On April 8, Nick Catoggio, my Dispatch colleague, dubbed an earlier stoppage with Iran “Schrödinger’s ceasefire.” This was a reference to the famous thought experiment by the physicist Erwin Schrödinger, who was trying to explain the weirdness of “superpositionality” in quantum physics. A cat in a box is both dead and alive at the same time until you open the box. Schrödinger meant to illustrate the absurdity of the idea that particles aren’t any one thing, but a “cloud of probabilities.”
The Trump administration is stuck in a word cloud of probabilities of his own making. The war is over. The war is on. The war isn’t a war. We have a deal, but we don’t have a deal, but we’re about to have a deal. We destroyed Iran’s military. No, we left it intact. We want regime change. No we don’t. We already accomplished it. We “obliterated” Iran’s nuclear program a year ago. We had to go to war in February to prevent nuclear war. The Strait of Hormuz is open, closed, or something in-between. No deal without “unconditional surrender.” Let’s make a deal!
This everything-all-at-once vibe can be disorienting, particularly since most Americans didn’t have a war with Iran on their bingo cards until the shooting had already started. President Trump didn’t prepare the country or consult with Congress beforehand because he thought it would all be a smashing success in a matter of weeks.
The miscalculation that started it all: killing Iran’s Supreme Leader, Ayatollah Ali Khamenei, and much of Iran’s senior leadership, on the first day of the war. To “the great proud people of Iran, I say tonight that the hour of your freedom is at hand,” Trump announced on Feb. 28. “When we are finished, take over your government. It will be yours to take. This will be probably your only chance for generations.”
I support regime change in Iran and shed no tears for Khamenei or his goons. But when you start a war by killing the regime’s top leaders, it’s not unreasonable for the remaining ones to conclude that you really intend regime change.
Khamenei was a murderous fanatic, but he was a fairly cautious one. He liked to threaten closing the Strait of Hormuz or attacking our regional allies, but he was reluctant to actually do it, fearing it would invite a regime change war. The mullahs and IRGC goons believed, not unreasonably, that if they lost their grip on power, they’d be lynched by the Iranian people they’ve brutalized for decades.
By starting with a regime change war, Trump removed any reason for the regime not to go for broke.
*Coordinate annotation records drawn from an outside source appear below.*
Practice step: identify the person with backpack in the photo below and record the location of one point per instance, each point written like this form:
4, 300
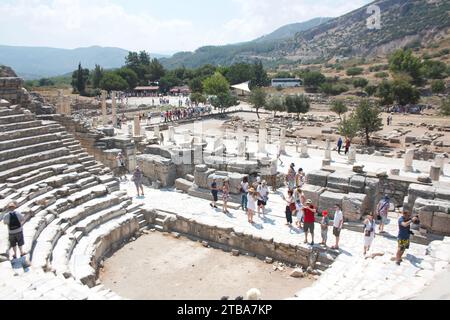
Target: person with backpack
369, 232
14, 220
382, 211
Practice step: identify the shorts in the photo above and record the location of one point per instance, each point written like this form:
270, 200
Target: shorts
336, 232
308, 226
403, 244
261, 203
16, 239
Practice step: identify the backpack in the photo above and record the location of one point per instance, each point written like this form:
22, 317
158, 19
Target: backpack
14, 222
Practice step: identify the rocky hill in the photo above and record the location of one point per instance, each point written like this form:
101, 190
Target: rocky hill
402, 22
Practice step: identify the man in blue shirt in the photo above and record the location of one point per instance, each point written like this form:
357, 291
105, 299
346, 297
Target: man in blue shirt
404, 225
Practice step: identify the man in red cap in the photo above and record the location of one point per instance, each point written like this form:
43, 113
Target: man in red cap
324, 227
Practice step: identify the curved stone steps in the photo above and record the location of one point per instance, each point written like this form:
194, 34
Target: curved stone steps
83, 218
83, 261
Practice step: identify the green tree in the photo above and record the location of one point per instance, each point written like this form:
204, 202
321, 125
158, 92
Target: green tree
80, 78
313, 79
339, 108
129, 76
297, 104
354, 71
368, 118
260, 78
385, 93
216, 84
238, 73
360, 82
224, 100
258, 99
155, 70
112, 81
434, 69
349, 127
275, 104
370, 90
168, 81
404, 61
197, 97
45, 82
438, 86
404, 93
445, 107
196, 85
97, 76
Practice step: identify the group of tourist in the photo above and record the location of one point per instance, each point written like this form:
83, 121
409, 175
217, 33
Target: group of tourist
346, 145
186, 113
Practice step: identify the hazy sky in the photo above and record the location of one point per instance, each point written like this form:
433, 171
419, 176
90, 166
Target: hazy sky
163, 26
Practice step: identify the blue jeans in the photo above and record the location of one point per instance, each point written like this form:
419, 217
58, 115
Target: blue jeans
244, 201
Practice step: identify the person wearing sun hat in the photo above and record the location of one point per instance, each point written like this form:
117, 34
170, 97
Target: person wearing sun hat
14, 220
309, 220
324, 227
251, 204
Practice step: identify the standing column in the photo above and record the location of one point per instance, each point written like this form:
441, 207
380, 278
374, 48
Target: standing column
104, 111
137, 126
114, 107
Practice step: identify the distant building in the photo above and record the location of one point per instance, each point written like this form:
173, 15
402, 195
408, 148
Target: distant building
286, 82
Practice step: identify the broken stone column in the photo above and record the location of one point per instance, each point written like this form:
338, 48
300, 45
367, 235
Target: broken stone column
104, 111
352, 155
328, 150
262, 138
137, 126
114, 107
435, 173
440, 161
304, 149
409, 158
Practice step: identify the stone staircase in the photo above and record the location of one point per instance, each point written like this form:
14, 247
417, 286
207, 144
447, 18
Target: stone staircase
74, 210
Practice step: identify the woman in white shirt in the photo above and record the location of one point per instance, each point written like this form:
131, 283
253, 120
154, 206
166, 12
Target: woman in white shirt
263, 196
251, 204
369, 232
244, 191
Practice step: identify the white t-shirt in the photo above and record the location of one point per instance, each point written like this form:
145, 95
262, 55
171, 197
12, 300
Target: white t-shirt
338, 217
251, 202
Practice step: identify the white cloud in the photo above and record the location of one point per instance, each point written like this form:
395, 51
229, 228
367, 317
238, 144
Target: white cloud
75, 23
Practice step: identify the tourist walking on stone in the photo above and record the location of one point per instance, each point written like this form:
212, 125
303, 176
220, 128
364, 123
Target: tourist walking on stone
300, 178
324, 227
382, 211
338, 223
225, 195
251, 204
290, 207
137, 178
347, 145
340, 142
121, 169
309, 218
369, 232
290, 177
14, 221
300, 201
244, 191
263, 196
215, 193
404, 234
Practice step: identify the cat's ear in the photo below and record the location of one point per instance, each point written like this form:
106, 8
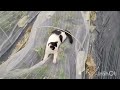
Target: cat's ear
55, 44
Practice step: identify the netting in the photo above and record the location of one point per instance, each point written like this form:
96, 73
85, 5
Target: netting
71, 59
10, 30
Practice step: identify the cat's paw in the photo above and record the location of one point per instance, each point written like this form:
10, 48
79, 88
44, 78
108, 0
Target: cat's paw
54, 61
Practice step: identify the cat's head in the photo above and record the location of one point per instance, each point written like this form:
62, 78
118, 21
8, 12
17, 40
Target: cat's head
52, 45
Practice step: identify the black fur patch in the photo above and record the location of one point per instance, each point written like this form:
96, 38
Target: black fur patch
53, 45
56, 32
61, 38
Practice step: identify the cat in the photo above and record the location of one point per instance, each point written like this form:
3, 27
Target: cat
56, 38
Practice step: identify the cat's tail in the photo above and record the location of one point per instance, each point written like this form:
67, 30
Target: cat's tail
69, 36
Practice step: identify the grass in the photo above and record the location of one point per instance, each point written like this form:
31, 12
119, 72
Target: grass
9, 18
90, 66
21, 44
61, 74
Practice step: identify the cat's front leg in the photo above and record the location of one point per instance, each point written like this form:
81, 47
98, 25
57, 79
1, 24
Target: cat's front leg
55, 57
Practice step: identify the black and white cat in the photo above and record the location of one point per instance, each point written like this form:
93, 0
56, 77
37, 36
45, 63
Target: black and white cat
54, 41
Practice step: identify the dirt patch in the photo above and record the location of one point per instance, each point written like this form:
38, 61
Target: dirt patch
21, 44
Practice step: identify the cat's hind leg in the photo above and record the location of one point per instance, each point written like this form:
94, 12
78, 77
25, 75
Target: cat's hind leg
45, 57
55, 57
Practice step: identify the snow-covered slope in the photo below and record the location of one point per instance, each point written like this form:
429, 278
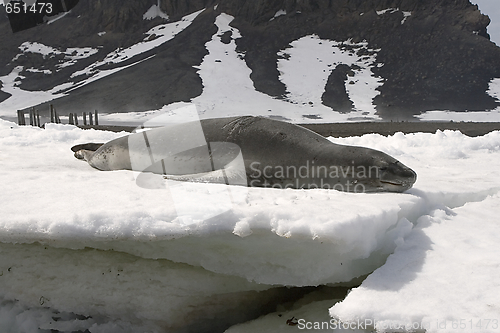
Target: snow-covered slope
303, 63
89, 242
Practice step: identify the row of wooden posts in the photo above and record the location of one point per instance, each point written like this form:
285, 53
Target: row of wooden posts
34, 117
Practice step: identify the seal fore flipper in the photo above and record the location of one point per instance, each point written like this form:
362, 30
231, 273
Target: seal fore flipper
228, 176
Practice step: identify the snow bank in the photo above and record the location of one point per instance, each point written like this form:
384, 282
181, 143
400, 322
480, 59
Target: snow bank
107, 253
229, 91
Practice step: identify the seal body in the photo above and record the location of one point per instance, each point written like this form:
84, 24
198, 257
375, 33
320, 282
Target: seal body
255, 151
When you have nothing to lose — particularly when you are a millenarian religious fanatic — a Persian Alamo strategy makes a lot of sense.
So Iran closed the Strait of Hormuz and attacked its neighbors.
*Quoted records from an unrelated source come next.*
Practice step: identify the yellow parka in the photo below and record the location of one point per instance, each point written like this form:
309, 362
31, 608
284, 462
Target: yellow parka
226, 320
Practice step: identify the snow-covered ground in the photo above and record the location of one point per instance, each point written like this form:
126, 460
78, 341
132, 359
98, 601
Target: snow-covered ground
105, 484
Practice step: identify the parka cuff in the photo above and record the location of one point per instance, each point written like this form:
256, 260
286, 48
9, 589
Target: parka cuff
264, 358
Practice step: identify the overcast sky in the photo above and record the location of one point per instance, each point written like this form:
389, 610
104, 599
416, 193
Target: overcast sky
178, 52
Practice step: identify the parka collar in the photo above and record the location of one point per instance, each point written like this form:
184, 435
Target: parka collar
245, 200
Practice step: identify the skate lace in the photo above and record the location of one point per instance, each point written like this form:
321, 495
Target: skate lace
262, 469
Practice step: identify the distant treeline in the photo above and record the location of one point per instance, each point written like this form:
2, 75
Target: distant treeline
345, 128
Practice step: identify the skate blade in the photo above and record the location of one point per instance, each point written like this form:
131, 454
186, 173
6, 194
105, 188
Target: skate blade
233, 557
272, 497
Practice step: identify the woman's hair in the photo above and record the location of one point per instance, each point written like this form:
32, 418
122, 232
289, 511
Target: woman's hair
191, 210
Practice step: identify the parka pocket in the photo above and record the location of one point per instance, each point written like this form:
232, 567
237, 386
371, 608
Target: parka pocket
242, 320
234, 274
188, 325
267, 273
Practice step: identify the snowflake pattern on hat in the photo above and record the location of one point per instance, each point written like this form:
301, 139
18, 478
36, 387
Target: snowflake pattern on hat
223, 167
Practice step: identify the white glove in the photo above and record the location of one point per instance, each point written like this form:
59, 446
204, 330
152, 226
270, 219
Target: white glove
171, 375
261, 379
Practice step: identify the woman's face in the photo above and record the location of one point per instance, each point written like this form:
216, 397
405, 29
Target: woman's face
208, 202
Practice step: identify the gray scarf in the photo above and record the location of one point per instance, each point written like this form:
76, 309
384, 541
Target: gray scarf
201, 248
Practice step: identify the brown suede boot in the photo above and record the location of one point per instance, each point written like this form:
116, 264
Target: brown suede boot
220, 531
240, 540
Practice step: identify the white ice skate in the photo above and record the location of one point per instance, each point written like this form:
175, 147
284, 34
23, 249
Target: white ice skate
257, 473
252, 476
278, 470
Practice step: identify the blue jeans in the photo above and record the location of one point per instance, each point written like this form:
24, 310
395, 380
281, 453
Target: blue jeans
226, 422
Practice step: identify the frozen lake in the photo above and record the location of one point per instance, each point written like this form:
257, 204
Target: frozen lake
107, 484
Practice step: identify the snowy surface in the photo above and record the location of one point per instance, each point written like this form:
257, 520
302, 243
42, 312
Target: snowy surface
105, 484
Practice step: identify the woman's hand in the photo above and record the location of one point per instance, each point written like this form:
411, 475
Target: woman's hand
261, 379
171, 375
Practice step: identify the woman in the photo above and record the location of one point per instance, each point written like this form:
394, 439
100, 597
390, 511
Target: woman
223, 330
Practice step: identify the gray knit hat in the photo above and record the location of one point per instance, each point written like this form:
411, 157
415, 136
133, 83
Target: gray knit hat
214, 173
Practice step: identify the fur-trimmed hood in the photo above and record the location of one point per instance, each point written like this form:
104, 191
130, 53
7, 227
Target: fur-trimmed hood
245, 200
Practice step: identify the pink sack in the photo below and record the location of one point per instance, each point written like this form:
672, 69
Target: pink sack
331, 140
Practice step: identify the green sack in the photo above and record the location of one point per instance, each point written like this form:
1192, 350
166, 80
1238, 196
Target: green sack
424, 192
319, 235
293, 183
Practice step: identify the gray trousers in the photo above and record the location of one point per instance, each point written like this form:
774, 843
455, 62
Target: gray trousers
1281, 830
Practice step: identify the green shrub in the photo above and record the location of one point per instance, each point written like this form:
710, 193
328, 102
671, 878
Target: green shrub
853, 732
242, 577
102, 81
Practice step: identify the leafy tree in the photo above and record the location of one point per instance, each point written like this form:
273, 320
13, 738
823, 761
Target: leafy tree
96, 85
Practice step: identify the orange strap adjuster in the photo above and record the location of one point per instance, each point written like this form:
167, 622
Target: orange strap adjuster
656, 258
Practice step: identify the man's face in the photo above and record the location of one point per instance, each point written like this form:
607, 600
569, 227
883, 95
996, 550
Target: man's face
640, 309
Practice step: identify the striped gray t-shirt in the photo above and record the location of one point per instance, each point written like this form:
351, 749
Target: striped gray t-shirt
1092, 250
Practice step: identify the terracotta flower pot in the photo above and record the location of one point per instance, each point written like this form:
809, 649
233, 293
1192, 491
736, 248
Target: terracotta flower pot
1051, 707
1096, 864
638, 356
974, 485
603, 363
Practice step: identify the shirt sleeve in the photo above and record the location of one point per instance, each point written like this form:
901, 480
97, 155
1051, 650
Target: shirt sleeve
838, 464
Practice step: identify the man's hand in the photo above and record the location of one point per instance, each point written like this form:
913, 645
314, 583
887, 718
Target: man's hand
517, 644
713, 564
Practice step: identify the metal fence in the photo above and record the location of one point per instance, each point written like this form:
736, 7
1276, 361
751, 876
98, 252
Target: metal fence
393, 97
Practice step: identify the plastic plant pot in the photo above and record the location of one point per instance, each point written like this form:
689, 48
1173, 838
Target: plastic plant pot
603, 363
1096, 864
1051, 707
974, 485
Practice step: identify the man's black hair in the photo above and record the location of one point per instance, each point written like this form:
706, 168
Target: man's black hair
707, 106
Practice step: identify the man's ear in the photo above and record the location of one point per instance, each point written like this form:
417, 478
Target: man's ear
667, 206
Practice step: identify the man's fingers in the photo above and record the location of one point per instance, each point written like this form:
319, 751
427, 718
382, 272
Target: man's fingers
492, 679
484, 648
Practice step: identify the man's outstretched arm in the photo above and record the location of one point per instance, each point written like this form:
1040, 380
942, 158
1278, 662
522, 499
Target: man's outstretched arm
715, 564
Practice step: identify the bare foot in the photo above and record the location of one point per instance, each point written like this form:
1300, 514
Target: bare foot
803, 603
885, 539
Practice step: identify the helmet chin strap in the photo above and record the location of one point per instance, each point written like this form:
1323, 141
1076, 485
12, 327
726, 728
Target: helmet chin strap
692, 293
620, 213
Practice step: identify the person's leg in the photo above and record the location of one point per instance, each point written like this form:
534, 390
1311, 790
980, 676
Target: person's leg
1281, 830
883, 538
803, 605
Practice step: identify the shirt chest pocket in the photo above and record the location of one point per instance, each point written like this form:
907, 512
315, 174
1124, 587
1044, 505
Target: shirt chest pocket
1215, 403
But it turns out this wasn’t the Alamo. In the contest of wills, Trump blinked. The Iranian regime’s tolerance for punishment proved — so far — to be greater than Trump’s and that of our gulf allies. Militarily we could finish the job, but that would require ground troops and much greater economic turmoil. In a conflict Trump launched unilaterally without the prior support of Congress, NATO or the American people, Trump doesn’t have the political capital for that.
But that’s only half the problem. Trump wants the war over, but he doesn’t want to pay — militarily, economically, politically — what that would cost. So he wants to make a deal that ends it. But there is no deal available that wouldn’t come at an equally undesirable cost. Any deal that looks like what President Obama struck with the Iranians would be too embarrassing to bear. But the Iranians are convinced that they can get just such a deal, and they’re willing to drag things out as long as it takes.
The result: Trump’s in a box of his own making. He thinks he can talk his way out by simply asserting a reality that doesn’t exist. When the financial markets get nervous, he announces a breakthrough that is, at best, a possibility. When the Iranians agree to a deal that looks similar to one Obama might negotiate, Trump goes back to his threats.
It can’t go on forever. But I’m sure it’ll last until long after this column is forgotten.